Да. Я поняла, что тут, пожалуй, была сказана правда. Со мной ей и здесь было бы легче, проще, спокойнее. Так ведь было всегда, со школы, со второго класса, когда за парту вместе со мной посадили бойкую чернявую девочку-булочку с красивыми полными ножками, с пышным наглаженным белым бантом в коричнево-черных волосах. В первый же день она спокойно списала у меня решение примеров, подсунула свою тетрадку проверить ошибки в диктанте, а дальше вообще я безмолвно подчинялась ей, чувствовала, что эта новая красивая девочка, даже списывая у меня, словно делала мне большое одолжение, навсегда отвела мне вторую, зависимую и неравную роль. Вначале это бесило меня. Я грубила ей, не давала тетрадки, вообще говорила под горячую руку: "Убирайся с моей парты!" Но она, эта новенькая, умела как-то не принимать мою грубость всерьез, умела легко меня обойти, иной раз и надуться, напустить слезы на свои вишневые южные глазки, и мне становилось совестно: зачем я ее обидела? Мы мирились, и все опять становилось на место. Опять я была подругой и - помощницей, а Валя повелевающей стороной. Я была для нее отдушиной. На мне срывалось раздражение, мне поверялись ее беспрерывные тайны, ее секреты и мечтания, часто даже такие откровенные, от которых я немела и краснела, а Валя только ухмылялась улыбкой сладострастницы, досматривающей с открытыми глазами приятный сон. В чем, в чем, в этом она была удивительный человек - могла спокойно рассказывать и говорить о таком, о чем у меня не повертывался язык, и тогда, видя мое смущение, очень довольная, она хохотала, целовала меня и называла то весталкой, то Орлеанской Девственницей.

И сейчас, вытаращив свои ошалелые зазывные глаза, она убеждала:

- Ты же там про-па-дешь! Мужики. Солдаты. Немцы! Ведь это пе-ре-до-вая! Все время под огнем. Нет, я не хочу, не могу допустить, чтоб тебя убили! Знаешь, сколько я из-за тебя переплакала! Дура несчастная!

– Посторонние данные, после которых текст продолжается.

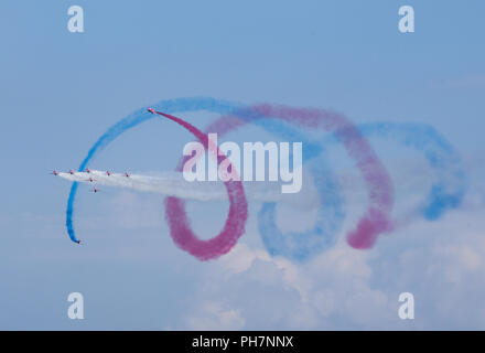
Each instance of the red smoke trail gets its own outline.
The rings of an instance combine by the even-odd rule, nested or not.
[[[200,142],[208,148],[208,137],[193,125],[161,111],[154,111],[161,116],[164,116],[176,124],[181,125],[190,132],[192,132]],[[217,164],[219,164],[226,157],[217,147],[214,147],[217,151]],[[190,157],[185,157],[177,170],[182,171],[183,163]],[[234,165],[230,164],[230,169],[234,170]],[[185,252],[194,255],[201,260],[208,260],[217,258],[230,250],[236,245],[237,239],[245,232],[245,224],[248,217],[248,204],[246,201],[245,192],[240,181],[224,182],[227,194],[229,196],[229,213],[224,225],[223,231],[215,237],[208,240],[201,240],[192,232],[190,220],[185,213],[185,203],[183,200],[170,196],[165,201],[165,218],[170,226],[170,232],[175,244]]]
[[[263,104],[242,108],[236,114],[222,117],[212,124],[207,131],[224,133],[260,118],[279,118],[304,128],[323,128],[335,133],[344,145],[366,182],[369,196],[367,211],[356,228],[347,234],[347,242],[352,247],[370,248],[380,233],[391,231],[390,213],[394,206],[394,190],[390,176],[358,128],[346,117],[321,109]]]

А если попадешь в плен? Знаешь, что с тобой сделают? И ни поесть, ни поспать… Туда вон какие здоровые бабы идут, а оттуда… Погоди. Я все устрою. Попрошу. Ну, будешь в штабе, познакомишься с кем-нибудь путным. Устроишь жизнь. Война кончится. Что ты? Что ты? Первая? Последняя?

Она оттащила меня в сторону, подальше от любопытных, обняла и опять что-то горячо, убеждающе шептала. А я словно окаменела, ненавидела ее за этот шепот, за то, что она тискала и оглаживала меня, как сваха товар.